Diese Pause kommt sehr gelegen

Noch nie starteten Österreichs Skispringer seit der Jahrtausendwende schlechter

Da war die Welt noch in Ordnung: Daniel Huber, Clemens Aigner, Stefan Kraft und Michael Hayböck (v.l.) durften in Wisla über Rang drei im Team jubeln.
Da war die Welt noch in Ordnung: Daniel Huber, Clemens Aigner, Stefan Kraft und Michael Hayböck (v.l.) durften in Wisla über Rang drei im Team jubeln. © EXPA/JFK/www.picturedesk.com

von Tobias Hörtenhuber

Sommerform, wo bist du geblieben? Nach dem umjubelten Heimsieg von Daniel Huber und Platz fünf von Gregor Schlierenzauer in Hinzenbach Ende September ist längst Ernüchterung im ÖSV-Adlerhorst eingekehrt.
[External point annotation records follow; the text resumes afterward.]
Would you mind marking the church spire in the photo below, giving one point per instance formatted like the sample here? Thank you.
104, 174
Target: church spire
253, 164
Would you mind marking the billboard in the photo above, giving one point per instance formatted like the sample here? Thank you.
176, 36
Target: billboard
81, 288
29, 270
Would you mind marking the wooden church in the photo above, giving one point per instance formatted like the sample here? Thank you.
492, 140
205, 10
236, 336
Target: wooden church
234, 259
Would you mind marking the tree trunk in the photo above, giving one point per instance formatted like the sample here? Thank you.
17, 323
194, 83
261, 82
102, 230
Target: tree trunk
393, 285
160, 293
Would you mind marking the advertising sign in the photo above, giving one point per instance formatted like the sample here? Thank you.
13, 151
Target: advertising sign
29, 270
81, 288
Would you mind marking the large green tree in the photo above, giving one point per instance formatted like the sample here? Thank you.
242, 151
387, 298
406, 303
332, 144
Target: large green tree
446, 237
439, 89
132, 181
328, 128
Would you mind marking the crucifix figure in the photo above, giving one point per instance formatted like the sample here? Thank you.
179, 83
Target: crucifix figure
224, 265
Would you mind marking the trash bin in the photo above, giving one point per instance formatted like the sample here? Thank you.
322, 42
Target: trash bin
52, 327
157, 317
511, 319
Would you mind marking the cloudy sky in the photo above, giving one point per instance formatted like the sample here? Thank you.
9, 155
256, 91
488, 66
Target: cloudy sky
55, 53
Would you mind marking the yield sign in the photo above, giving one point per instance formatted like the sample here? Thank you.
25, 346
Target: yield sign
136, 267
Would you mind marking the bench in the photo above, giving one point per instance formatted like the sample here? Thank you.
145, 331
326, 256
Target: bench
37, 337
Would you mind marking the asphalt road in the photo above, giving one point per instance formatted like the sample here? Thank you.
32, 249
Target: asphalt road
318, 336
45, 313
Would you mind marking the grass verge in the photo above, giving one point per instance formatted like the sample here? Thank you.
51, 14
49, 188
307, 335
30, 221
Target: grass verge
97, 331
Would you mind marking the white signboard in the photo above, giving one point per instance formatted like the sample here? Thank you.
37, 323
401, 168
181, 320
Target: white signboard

Keinem Team kommt daher die Pause durch die Absage der Bewerbe in Titisee-Neustadt so gelegen, wie der Truppe von Cheftrainer Andreas Felder. Diese soll genutzt werden, um in Lillehammer bzw. Innsbruck (Gregor Schlierenzauer) wieder in die Spur zu finden. „Es ist schade, dass die Bewerbe in Titisee-Neustadt nicht stattfinden. Die Chance auf zusätzliche Trainingseinheiten kommt für uns trotzdem nicht ungelegen“, gab Felder zu.

Zahlen sprechen Bände

Diese sind auch bitter nötig, wie die nackten Zahlen deutlich aufzeigen.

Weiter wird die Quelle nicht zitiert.